Question

Find the inclination of the line passing through points

A (-1 ,-√2) and B (√3 ,3)​

Answer 1

Answer:

value of inclination is 58°

Step-by-step explanation:

the explanation is given above

Answer 2

Given:

Two points A (-1, -√2) and B (√3, 3)​.

To Find:

The inclination of the line that is passing through the points A (-1, -√2) and B (√3, 3)​.

Solution:

The inclination of any line is also called the slope of the line. The slope of the line is given by,

${\rm slope}=\frac{y_2-y_1}{x_2-x_1}$

The slope of the line is equal to $tan\theta$ or 'm'.

Substitute $-1$ for $x_1$, $-\sqrt{2}$ for $y_1$, $\sqrt{3}$ for $x_2$, and 3 for $y_2$ into the slope formula and simplify.

${\rm slope}=\frac{3-(-\sqrt{2}) }{\sqrt{3}-(-1) } \\=\frac{3+\sqrt{2} }{\sqrt{3}+1 }\\=\frac{3+1.414}{1.732+1}\\ =\frac{4.414}{2.732}\\ =1.616$

Equate 1.616 to $tan\theta$ and find $\theta$.
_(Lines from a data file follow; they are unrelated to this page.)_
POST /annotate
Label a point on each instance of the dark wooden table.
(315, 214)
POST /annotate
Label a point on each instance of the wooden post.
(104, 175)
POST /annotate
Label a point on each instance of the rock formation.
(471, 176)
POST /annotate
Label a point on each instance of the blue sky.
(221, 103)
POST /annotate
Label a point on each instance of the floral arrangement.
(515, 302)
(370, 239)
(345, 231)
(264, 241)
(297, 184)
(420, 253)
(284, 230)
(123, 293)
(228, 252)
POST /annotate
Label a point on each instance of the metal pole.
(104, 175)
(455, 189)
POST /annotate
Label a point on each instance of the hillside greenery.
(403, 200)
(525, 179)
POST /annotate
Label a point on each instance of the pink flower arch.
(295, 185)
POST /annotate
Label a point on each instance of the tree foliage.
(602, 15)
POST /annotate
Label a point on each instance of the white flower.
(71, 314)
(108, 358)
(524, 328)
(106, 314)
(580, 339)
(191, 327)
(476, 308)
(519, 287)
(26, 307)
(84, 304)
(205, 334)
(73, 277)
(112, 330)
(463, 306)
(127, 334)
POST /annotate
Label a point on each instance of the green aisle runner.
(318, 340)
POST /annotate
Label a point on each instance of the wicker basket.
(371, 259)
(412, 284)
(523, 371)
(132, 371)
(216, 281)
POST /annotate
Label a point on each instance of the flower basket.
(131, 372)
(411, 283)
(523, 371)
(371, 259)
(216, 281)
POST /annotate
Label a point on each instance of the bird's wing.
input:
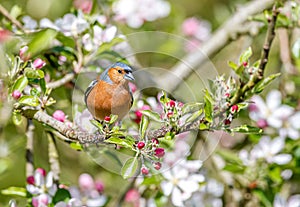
(89, 89)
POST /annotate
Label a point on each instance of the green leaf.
(208, 108)
(122, 142)
(164, 98)
(152, 115)
(143, 126)
(61, 195)
(108, 45)
(129, 168)
(296, 49)
(203, 126)
(20, 84)
(247, 129)
(260, 86)
(76, 146)
(260, 194)
(17, 118)
(14, 191)
(66, 41)
(43, 85)
(234, 168)
(97, 124)
(113, 118)
(191, 107)
(194, 116)
(29, 100)
(34, 74)
(232, 65)
(42, 40)
(245, 56)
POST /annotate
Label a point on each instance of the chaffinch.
(110, 94)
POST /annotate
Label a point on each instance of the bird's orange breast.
(105, 99)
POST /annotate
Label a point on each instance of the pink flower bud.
(30, 180)
(132, 87)
(180, 104)
(157, 165)
(145, 170)
(159, 152)
(227, 122)
(99, 186)
(155, 141)
(262, 123)
(43, 198)
(59, 115)
(41, 171)
(132, 196)
(86, 181)
(234, 108)
(16, 94)
(107, 119)
(38, 63)
(141, 145)
(169, 114)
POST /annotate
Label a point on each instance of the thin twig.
(29, 149)
(231, 28)
(53, 157)
(258, 75)
(6, 14)
(66, 79)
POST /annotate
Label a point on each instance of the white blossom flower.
(181, 181)
(71, 24)
(292, 201)
(136, 12)
(269, 150)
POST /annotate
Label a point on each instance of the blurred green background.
(73, 163)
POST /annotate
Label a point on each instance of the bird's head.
(118, 73)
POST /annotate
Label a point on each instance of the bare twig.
(258, 75)
(67, 78)
(29, 149)
(6, 14)
(231, 28)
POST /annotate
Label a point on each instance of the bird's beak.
(129, 76)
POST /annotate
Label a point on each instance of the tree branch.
(231, 28)
(66, 79)
(29, 149)
(258, 75)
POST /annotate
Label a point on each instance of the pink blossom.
(38, 63)
(59, 115)
(16, 94)
(133, 196)
(132, 87)
(84, 5)
(159, 152)
(41, 171)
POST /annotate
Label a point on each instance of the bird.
(110, 93)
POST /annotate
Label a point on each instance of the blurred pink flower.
(84, 5)
(59, 115)
(38, 63)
$tan\theta=1.616\\\theta=tan^{-1}(1.616)\\=1.02\, {\rm radian}$

Convert 1.02 radian into degrees by multiplying it by $\frac{180}{\pi}$.

$\theta=1.02\times \frac{180}{\pi}\\ =58.02^{\circ}$

Thus, the inclination of the line passing through the points A (-1, -√2) and B (√3, 3)​ is 58 degrees.